BONN: US Secretary of State Rex Tillerson on Friday faced a grilling by global peers seeking clarity on Washington’s position on the Syria conflict ahead of UN peace talks in Geneva.
On the sidelines of a G20 gathering in Germany, Tillerson joined a group of countries supporting the Syrian opposition for talks pushing a political solution to the nearly six-year war.
It is the first meeting of the so-called “like-minded” nations — made up of around a dozen Western and Arab countries as well as Turkey — since US President Donald Trump took office.
Tillerson, on his first diplomatic trip abroad, will face pressure to spell out where Trump stands on the future of Syrian President Bashar al-Assad.
“It will be an opportunity to gauge the American position on the political aspect of the Syrian issue,” a French diplomatic source told AFP.
The meeting came ahead of a new round of United Nations-led talks in Geneva on February 23 involving Syrian regime and rebel representatives.

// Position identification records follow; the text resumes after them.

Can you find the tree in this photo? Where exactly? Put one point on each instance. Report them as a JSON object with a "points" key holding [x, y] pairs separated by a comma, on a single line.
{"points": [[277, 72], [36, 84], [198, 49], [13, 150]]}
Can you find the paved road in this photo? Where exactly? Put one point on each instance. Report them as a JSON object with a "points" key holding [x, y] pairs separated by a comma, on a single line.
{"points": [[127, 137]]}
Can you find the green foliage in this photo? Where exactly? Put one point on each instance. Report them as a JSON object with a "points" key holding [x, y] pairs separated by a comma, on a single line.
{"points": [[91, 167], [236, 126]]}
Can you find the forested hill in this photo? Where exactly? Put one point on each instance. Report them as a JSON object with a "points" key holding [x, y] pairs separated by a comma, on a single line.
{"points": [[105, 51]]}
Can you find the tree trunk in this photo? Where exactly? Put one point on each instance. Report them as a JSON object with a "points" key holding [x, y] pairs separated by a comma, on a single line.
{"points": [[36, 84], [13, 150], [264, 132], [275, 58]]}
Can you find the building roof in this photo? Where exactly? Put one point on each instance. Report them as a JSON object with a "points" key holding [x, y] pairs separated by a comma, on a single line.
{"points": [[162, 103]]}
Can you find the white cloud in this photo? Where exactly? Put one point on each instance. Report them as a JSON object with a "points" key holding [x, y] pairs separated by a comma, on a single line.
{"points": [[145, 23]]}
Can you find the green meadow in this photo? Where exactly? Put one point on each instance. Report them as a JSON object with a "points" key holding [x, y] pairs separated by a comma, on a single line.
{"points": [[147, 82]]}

Under Trump’s predecessor Barack Obama, Washington insisted Assad had to go, putting it at odds with Moscow which backs the Syrian leader.
Trump has called for closer cooperation with Moscow in the fight against the Islamic State group in Syria, leaving the Assad question open.
With Russia’s sway in the conflict growing, Moscow has seized the initiative by hosting separate peace talks in Kazakhstan along with Turkey, to broker a fragile six-week truce between Syria’s warring parties but making little other progress.
“It’s essential to know what the US administration has in mind,” a European diplomat said ahead of Friday’s talks in the German city of Bonn.
“Our goal is to make sure to bring the (peace) process back under UN control,” the source added.
German Foreign Minister Sigmar Gabriel, host of the G20 meeting, said he wanted the “like-minded” countries to speak as one.
“What we need is unity so we can achieve the resumption of negotiations in Geneva between the different interest groups and parties to the Syrian conflict.”
‘Reassurance’
Tillerson has used the two-day G20 to meet with a string of foreign counterparts unsure about what Trump’s “America First” policy means for the rest of the world.
He moved to reassure nervous allies with a cautious approach to Russia, signalling there would be no radical shift despite Trump’s pledges to seek a softer line.
Speaking after his first sitdown with Russian Foreign Minister Sergei Lavrov on Thursday, Tillerson said the US sought cooperation with Moscow only when doing so “will benefit the American people”.
Tillerson may use the final day of the G20 gathering of the world’s leading and developing economies to hold talks with his Chinese counterpart, after Sino-US ties got off to a rocky start under Trump.
Trump angered Beijing by questioning the “One China” policy agreed in the 1970s as the basis for what has become one of the most important global relationships.
Chinese Foreign Minister Wang Yi only agreed to go to Bonn after a conciliatory phone call between Trump and President Xi Jinping in which the US president backtracked on his earlier comments.
After the G20 ends on Friday, the action moves to the high-profile Munich Security Conference where US Vice-President Mike Pence will make his international debut.
“He’s going to reassure our allies of our commitment to our European partners and the reassurance for the transatlantic alliance,” a senior White House adviser said.
In a speech on Saturday, Pence is expected to reassert Washington’s commitment to NATO while pressing member states to follow through on pledges to share more of the defence spending burden with Washington.